Clinical Impact of Guideline-Directed Medical Therapy in Patients with Left Ventricular Assist Device: An International Multicenter Study
Miloud Cherbi, Clément Delmas, Paul Gautier, Karim Benali, Kerstin Bode, Elena Efimova, Alexey Dashkevich, Jackson Liang, John Larson, Blandine Mondesert, Jacinthe Boulet, Pierre-Emmanuel Noly, François Picard, Jean Luc Pasquié, Jean-Baptiste Gourraud, Sandro Ninni, Laurence Jesel, Alexandre Sebestyen, Marylou Para, Jean-Claude Deharo, Frederic Anselme, Laure Champ-Rigot, Soundous M’Rabet, Bertrand Pierre, Romain Eschalier, Mathieu Echivard, Anne-Céline Martin, Nicolas Lellouche, Matteo Pozzi, Pierre Groussin, Erwan Flecher, Vincent Galand, Raphael MartinsAbstract
Background
While guideline-directed medical therapy (GDMT) is recommended for left ventricular assist device (LVAD) recipients, real-world evidence supporting its clinical impact remains limited. This study evaluated the association between GDMT prescription and clinical outcomes in LVAD patients.
Methods
This international retrospective multicenter study included 875 LVAD patients from 22 centers. Patients were categorized based on the number of GDMT (ACE-I/ARBs, beta-blockers, MRAs) prescribed. Primary outcome was 6-month all-cause mortality. Secondary outcome was late ventricular arrhythmias (VAs) (>30 days post-implant).

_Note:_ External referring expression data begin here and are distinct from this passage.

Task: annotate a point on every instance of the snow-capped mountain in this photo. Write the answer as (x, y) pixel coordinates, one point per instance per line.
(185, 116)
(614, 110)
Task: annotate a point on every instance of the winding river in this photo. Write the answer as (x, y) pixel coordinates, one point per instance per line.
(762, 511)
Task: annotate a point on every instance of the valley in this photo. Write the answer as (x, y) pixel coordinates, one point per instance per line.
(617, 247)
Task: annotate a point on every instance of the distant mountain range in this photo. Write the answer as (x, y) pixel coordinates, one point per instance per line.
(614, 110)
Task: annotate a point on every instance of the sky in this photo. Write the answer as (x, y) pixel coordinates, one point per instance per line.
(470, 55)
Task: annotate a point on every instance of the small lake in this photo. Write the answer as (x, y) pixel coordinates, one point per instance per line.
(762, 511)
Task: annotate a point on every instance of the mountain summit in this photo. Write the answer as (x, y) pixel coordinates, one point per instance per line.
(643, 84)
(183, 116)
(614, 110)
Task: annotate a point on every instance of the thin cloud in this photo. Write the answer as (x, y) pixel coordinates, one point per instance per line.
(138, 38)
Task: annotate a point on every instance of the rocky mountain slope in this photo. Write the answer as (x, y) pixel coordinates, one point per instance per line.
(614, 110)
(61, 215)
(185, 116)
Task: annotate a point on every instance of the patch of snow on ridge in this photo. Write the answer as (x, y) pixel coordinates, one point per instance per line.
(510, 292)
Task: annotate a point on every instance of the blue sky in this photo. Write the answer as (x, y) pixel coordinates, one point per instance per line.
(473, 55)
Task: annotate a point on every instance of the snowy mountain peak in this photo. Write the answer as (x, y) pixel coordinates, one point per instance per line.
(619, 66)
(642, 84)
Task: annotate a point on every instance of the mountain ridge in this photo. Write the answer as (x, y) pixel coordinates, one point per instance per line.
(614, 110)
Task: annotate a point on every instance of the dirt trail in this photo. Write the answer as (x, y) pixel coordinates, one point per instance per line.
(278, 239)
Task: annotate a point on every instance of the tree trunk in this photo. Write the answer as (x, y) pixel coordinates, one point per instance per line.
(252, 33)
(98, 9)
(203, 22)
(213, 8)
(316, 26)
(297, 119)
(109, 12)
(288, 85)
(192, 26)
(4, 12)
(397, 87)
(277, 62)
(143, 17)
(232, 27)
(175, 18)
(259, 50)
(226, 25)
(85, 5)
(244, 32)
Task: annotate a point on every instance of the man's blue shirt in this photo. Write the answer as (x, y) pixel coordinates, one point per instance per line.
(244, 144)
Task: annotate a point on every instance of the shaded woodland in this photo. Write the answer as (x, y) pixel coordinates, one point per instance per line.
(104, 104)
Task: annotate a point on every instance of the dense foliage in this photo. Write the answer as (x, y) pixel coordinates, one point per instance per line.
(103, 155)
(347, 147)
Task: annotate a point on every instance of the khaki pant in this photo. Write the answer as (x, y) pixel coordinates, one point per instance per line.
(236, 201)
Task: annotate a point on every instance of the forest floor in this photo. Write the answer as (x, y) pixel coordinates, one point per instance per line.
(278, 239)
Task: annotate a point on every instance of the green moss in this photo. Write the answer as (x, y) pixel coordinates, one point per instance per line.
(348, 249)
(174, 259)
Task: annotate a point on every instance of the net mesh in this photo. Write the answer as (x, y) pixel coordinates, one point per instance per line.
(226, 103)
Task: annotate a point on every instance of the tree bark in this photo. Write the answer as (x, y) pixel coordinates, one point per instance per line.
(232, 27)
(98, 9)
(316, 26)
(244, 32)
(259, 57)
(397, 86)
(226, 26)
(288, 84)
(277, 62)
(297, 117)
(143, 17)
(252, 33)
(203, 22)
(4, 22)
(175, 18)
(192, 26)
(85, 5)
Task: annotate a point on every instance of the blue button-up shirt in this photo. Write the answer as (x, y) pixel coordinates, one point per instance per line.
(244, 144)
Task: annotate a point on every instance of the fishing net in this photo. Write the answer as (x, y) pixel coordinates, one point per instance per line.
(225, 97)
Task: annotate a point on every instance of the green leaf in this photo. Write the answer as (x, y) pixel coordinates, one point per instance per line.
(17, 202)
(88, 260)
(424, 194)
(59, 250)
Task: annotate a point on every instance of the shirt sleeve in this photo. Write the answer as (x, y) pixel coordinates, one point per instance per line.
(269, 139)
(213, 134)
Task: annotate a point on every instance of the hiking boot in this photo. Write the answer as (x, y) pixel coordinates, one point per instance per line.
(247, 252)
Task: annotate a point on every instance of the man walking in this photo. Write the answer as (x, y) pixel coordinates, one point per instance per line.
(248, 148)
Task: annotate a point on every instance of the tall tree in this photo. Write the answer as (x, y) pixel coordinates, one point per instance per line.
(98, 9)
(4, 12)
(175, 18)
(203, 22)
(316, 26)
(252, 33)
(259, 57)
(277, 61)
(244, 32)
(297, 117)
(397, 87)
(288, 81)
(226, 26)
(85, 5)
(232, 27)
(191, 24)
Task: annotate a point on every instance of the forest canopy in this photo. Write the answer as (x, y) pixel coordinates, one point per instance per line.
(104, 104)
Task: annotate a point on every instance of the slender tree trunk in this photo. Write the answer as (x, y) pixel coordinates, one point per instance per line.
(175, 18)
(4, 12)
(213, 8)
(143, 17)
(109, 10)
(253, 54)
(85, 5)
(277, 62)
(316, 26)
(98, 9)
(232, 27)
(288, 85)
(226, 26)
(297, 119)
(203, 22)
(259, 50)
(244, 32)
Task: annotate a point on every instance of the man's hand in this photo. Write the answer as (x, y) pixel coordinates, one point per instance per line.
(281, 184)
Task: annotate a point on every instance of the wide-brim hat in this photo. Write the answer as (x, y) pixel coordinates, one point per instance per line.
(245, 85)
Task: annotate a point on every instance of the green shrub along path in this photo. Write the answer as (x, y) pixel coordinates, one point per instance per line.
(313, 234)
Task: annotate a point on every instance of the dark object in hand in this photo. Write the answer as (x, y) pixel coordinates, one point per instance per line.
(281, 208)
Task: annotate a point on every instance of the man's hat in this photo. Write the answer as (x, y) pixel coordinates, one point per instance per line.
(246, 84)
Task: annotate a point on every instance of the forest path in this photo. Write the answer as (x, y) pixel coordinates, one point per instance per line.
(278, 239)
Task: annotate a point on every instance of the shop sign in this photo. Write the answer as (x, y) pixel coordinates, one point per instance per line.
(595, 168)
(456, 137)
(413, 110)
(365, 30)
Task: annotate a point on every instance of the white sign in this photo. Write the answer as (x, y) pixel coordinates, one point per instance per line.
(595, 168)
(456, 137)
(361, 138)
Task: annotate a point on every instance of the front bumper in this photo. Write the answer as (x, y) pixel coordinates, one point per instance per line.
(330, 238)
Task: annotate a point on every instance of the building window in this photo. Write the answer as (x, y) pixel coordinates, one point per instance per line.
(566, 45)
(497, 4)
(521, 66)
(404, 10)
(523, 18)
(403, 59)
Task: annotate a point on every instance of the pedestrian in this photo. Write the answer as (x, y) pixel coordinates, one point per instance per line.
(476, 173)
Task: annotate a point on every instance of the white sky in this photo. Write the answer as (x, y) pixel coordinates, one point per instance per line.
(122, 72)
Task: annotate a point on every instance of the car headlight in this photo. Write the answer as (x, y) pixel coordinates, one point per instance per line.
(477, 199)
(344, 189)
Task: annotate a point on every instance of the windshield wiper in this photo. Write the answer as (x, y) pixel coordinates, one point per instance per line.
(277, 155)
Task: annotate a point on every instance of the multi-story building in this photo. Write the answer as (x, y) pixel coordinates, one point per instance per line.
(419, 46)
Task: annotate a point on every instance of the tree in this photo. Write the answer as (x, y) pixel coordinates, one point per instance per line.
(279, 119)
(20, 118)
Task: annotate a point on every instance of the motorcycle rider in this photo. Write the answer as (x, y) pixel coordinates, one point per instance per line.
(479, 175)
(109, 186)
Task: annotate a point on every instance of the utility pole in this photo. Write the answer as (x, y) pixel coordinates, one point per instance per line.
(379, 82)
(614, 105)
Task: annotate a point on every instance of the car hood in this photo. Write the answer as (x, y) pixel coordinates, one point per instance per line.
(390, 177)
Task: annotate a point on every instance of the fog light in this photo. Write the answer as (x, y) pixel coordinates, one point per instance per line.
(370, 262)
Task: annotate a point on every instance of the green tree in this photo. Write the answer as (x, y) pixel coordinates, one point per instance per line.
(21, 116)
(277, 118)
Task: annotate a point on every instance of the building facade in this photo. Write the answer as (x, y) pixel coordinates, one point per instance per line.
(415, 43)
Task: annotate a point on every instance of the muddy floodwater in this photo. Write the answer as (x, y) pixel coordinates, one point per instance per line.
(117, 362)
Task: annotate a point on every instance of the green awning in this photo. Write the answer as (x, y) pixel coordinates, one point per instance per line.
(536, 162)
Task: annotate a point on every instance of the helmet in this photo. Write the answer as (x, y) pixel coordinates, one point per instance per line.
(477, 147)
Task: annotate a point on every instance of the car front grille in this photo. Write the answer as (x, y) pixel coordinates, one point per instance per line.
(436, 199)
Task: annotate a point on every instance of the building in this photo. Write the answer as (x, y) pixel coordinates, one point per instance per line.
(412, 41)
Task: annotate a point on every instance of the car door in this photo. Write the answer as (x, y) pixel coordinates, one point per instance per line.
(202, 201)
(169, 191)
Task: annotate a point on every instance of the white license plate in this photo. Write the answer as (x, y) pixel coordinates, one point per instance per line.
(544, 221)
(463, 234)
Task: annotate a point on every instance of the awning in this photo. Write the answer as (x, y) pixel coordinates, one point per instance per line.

Multivariable Cox regression and ordinal logistic regression analyses were performed.
Results
Overall, only 261 patients (29.8%) received triple GDMT, while 97 (11.1%) received no GDMT. After multivariable adjustment, the number of prescribed GDMTs was independently associated with improved survival, with aHRs for all-cause mortality of 0.51 (0.33–0.75, p<0.01) for triple therapy, 0.39 (0.26–0.59, p<0.01) for dual therapy, and 0.45 (0.30–0.67, p<0.01) for single therapy, all compared with no GDMT. Similarly, ACE-I/ARB were associated with a lower risk of late VAs (aHR 0.65 [0.50–0.84], p<0.01). Female sex, diabetes, early VAs, and higher bilirubin levels were associated with lower GDMT prescription rates. Major LVEDD improvement (≥10mm reduction) increased progressively from 51.5% without GDMT to 66.1% with triple therapy.
Conclusion
In this large international study, the use of GDMT in LVAD patients was associated with improved survival, with benefits observed even with single-agent therapy. Despite these benefits, only 30% of patients received optimal triple therapy, highlighting the need for improved implementation strategies and standardized protocols in this population.